The neat thing about JWT is that there are no secrets to scan for. Your secret material ideally lives inside an HSM and never leaves. Scanning for these private keys is a waste of energy if they were generated inside the secure context.

agwa 2 days ago | parent | next [-]

But JWTs are usually used as bearer tokens when doing API authentication. Those are definitely secrets that need to be scanned for.

Or are you suggesting that the API requests are signed with a private key stored in an HSM, and the JWT certifies the public key? Is that common?

bob1029 2 days ago | parent | next [-]

> are you suggesting that the API requests are signed with a private key stored in an HSM, and the JWT certifies the public key? Is that common?

Very. The thing that certifies the public key is called a JWK.

https://datatracker.ietf.org/doc/html/rfc7517

This is typically hosted at a special URL that enables seamless key rotation and discovery.

https://auth0.com/docs/secure/tokens/json-web-tokens/json-we...

mattacular 2 days ago | parent | prev [-]

That's how JWT is designed to work

vjay15 2 days ago | parent | prev [-]

Ideally API key shouldn't contain anything regarding the account or any info right? it's meant to be an opaque string, is what I found in most of the other articles I read. Please do let me know if I am wrong about this assumption

ijustlovemath 2 days ago | parent | next [-]

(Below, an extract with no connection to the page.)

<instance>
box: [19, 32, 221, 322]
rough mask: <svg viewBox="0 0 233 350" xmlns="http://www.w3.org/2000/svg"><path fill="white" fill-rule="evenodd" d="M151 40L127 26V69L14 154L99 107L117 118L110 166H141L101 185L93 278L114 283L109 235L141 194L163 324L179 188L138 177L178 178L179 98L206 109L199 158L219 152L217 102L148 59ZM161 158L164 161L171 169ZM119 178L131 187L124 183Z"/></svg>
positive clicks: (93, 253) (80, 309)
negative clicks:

JWT operates on a different principle; the user's private key (API key) never leaves the user's device. Instead, the stated "role" and other JSON data are signed with the servers pubkey, then verified by the server using its master key, granting the permissions that role allows.

miningape 2 days ago | parent | prev [-]

Look at the JWT standard, it usually contains things like claims, roles, user ids, etc.